An agent running in the IDE can make use of all this context to provide better results. So, for example, you will see Kiro automatically notice and attempt to resolve problems from the "Problems" tab in the IDE. Kiro will look at what files you have open and attempt to use that info to jump to the right context faster.
The way I describe it is that the ceiling for an IDE agent is a lot higher than a CLI agent, just because the IDE agent has more context info to work with. CLI agents are great too, but I think the IDE can go a lot further because it has more tools available, and more info about what you are doing, where you are working, etc
IDEs don't feel slow, they ARE slow
because written in HTML and Javascript
go and try Delphi from 2005, it's blazing fast (and more functional...)
In my opinion, CLIs have a higher ceiling, and then they are easy to integrate into CI/CD, run them in parallel, etc.
The advantage of something more purpose built for gathering context from the IDE is that you can skip a lot of roundtrips. Knowing the user's intent upfront, the IDE can gather all the necessary context data preemptively, filter it down to a token efficient representation of just the relevant stuff, add it in the context preemptively along with the user's prompt, and there is a single trip to the LLM before the LLM gets to work.

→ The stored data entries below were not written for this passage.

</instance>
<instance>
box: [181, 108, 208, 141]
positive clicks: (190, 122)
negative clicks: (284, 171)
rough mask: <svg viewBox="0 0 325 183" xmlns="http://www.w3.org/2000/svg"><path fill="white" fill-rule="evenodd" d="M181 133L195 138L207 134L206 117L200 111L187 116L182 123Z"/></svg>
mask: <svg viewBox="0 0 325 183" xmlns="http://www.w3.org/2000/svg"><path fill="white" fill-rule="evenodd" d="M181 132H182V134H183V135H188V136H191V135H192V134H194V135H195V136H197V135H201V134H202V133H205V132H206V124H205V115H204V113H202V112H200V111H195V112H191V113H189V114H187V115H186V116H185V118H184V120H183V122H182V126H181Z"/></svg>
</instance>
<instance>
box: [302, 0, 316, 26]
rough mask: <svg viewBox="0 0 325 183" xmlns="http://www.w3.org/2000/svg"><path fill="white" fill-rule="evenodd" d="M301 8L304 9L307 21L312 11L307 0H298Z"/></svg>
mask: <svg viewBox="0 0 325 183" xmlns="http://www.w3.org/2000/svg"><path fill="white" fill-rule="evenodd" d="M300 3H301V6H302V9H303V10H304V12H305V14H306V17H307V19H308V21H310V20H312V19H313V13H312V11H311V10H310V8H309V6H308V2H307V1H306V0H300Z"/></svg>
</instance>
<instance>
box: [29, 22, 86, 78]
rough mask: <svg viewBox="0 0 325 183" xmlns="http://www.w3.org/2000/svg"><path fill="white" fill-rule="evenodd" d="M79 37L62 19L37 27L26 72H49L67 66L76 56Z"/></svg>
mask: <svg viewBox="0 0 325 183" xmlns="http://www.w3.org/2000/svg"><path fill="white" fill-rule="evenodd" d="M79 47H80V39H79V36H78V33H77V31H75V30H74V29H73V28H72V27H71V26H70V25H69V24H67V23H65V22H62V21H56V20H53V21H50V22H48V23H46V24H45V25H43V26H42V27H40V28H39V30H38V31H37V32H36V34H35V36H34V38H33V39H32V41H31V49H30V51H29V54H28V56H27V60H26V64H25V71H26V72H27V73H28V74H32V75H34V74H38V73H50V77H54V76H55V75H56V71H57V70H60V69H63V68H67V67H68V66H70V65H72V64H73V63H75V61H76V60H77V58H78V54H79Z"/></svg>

But yeah I agree with your point about CLI capabilities for running in parallel, integrating in other places. There is totally room for both, I just think that when it comes to authoring code in the flow, the IDE approach feels a bit smoother to me.
What people do to avoid what you discussed, is multi-agents. The main agent can build up context, plan, than delegate execution to other agents, etc.
In my opinion, the benefit of the IDE is really just in the possibility of an improved UI/UX over a TUI.
It actually has a pretty decent free tier, and maybe the subscription is better value than Claude Code, but hard to tell.
Also,I don't mean to be rude to cursor but the fact that they are literally just a vscode wrapper still, to this day makes me really crazy thinking that the value of an AI editor could be so high..
I think it was the lack of competition really, Cursor (IMO) always felt like the biggest player, I think there was continue.dev before that, but that's all I know before Cursor.
After Cursor became a hit, there are lot more things now like (Void editor?) etc.
Also, if you Find Vscode editor slow, try zed. But like my brother said to me when I was shilling zed, Vscode is just for manipulating texts and using LSP. He personally didn't feel like it was there any meaningful slowness to Vscode even though he had tried zed. Zed has Ai stuff too iirc
Now Sure, they could've created CLI, but there are a lot of really decent CLI like SST/opencode and even gemini cli. Though I have heard good things about claude code too.
Honestly, I just think that any efforts in anything is cool. I just like it when there are a lot of options and so things stay a little competitive I guess.